Kelechi Harrison

Personal information
- Date of birth: January 13, 1999 (age 27)
- Place of birth: Akwa-Akatta, Nigeria
- Position: Forward

Team information
- Current team: Warri WolvesF.C.
- Number: 37

Youth career
- 2010: Karamone

Senior career*
- Years: Team / Apps / (Gls)
- 2015–2016: Warri Wolves / 19 / (4)
- 2016–2018: Ikorodu United F.C. / 12 / (3)
- 2018-2019: Sara Sports de Bafilo / 21 / (9)
- 2021-2023: Nasarawa United / 17 / (8)

International career^{‡}
- 2015: Nigeria U-20

= Kelechi Harrison =

Nigerian footballer

Kelechi Harrison or Harrison Kelechi Ukawulazu (born 13 January 1999 in Imo State) is a Nigerian football player currently playing in the Nigeria Premier League for Nasarawa United.
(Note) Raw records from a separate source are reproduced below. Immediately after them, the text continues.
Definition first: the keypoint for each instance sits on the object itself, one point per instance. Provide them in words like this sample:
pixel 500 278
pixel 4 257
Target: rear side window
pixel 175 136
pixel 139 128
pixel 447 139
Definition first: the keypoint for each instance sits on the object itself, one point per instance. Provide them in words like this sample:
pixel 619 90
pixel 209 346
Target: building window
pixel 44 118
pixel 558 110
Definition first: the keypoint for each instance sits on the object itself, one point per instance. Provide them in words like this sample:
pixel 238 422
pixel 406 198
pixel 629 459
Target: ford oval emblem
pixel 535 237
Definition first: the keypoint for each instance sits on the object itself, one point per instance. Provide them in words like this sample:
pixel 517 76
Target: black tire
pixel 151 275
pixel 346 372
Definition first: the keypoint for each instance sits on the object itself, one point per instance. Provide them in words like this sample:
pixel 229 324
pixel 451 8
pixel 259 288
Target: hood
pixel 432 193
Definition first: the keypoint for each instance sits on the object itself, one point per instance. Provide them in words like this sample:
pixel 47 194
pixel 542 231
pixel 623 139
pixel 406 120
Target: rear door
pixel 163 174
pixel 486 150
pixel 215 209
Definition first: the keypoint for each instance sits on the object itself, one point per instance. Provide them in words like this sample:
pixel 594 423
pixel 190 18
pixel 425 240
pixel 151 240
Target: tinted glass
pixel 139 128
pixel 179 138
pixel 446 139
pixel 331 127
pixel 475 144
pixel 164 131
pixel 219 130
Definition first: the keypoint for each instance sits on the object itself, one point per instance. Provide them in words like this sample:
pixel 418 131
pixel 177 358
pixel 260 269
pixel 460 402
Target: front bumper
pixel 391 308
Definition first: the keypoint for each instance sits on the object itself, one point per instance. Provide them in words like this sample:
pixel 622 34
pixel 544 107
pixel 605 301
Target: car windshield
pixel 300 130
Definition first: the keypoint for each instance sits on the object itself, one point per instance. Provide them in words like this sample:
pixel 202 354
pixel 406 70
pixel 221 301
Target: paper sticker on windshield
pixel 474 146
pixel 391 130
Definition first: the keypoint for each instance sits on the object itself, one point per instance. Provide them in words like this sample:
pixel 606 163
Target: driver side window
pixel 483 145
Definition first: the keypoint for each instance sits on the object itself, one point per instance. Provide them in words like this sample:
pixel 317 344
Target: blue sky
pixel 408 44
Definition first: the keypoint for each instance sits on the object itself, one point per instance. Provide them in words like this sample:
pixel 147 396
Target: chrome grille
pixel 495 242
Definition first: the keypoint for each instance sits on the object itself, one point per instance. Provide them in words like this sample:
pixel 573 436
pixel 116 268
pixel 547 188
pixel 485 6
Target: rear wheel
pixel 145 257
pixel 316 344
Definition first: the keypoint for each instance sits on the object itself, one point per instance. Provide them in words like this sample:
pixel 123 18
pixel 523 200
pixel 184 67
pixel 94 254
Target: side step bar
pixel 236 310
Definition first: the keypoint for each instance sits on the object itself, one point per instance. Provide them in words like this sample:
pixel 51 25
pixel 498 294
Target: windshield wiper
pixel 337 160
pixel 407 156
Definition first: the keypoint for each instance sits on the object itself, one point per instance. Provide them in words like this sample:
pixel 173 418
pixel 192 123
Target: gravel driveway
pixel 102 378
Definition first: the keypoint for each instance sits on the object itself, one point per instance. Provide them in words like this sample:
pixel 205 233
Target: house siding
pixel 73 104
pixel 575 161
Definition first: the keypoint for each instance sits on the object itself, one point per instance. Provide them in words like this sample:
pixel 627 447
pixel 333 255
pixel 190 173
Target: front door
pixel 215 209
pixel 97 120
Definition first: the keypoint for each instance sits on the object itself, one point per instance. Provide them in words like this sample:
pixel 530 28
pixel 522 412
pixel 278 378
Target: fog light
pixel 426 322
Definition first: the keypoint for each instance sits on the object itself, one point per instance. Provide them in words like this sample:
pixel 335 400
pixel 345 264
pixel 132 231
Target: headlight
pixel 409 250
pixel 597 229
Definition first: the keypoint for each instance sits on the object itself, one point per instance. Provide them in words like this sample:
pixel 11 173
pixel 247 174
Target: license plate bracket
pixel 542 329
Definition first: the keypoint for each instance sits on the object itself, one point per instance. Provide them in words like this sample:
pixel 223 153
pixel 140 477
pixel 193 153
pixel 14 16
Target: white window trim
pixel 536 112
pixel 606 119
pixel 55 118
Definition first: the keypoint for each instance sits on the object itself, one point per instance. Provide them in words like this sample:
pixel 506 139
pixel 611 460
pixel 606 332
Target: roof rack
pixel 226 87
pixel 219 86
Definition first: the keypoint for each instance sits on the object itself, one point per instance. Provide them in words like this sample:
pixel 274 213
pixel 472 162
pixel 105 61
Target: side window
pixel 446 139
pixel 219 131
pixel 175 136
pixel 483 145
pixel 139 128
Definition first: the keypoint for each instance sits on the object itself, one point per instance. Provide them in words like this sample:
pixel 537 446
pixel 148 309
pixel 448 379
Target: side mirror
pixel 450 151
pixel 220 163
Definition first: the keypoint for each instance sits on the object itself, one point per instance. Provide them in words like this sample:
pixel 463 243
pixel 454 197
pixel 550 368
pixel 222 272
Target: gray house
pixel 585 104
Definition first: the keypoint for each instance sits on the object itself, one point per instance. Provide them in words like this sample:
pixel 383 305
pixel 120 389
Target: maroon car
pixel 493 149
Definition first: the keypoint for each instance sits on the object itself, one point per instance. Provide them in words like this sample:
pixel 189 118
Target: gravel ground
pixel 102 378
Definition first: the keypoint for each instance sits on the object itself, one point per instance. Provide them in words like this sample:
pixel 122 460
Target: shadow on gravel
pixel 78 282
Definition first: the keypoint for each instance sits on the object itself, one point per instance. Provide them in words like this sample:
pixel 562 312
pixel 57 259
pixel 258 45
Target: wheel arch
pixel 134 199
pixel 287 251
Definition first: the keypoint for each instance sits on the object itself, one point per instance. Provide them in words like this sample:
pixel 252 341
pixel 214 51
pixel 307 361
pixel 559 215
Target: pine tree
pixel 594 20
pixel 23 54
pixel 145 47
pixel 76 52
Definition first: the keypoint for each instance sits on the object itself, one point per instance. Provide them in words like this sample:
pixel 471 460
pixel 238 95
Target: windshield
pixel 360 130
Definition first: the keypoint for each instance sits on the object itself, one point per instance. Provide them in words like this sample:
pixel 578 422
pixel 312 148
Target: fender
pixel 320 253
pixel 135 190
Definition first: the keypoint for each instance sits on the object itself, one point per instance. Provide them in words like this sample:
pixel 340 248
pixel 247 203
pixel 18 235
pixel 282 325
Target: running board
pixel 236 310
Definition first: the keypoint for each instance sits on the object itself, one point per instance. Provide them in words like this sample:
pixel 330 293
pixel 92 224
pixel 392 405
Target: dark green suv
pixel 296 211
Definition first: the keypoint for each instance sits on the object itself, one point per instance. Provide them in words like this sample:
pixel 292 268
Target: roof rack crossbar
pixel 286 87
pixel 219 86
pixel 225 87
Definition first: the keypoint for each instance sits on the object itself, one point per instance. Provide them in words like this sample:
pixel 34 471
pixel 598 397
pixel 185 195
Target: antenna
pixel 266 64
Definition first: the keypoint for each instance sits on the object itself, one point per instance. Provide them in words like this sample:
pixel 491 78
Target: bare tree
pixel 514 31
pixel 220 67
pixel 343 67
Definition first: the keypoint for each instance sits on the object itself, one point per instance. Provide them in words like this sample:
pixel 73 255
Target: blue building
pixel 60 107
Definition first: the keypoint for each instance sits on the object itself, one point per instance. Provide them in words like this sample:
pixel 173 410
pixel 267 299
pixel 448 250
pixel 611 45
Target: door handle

He has played for Nigeria Professional Football League (NPFL) team Ikorodu United F.C. of Lagos, [Warri Wolves] of Delta State and is now on his first season stint with Nasarawa United Football Club.
In 2018/2019 season he signed for newly promoted Togolese Championat Nationale club Sara Sports de Bafilo where he had a very successful season before being signed by Warri Wolves for the 2019/2020 season; his first professional contract with Warri Wolves while on a pre-season trial tournament with Bendel Insurance who were ready to offer him a professional contract as well, but he chose Wolves because he wanted to play in the CAF Champions League in that season.

==Career==
Kelechi Harrison spent his academy years at Karamone but made his professional debut with Warri Wolves in 2015 at the Super Four tournament of the Nigeria Professional Football League (NPFL). He later signed for Ikorodu United F.C. in 2015/16 the following Nigeria Premier League season. He was invited to the Nigeria U-20 in 2015.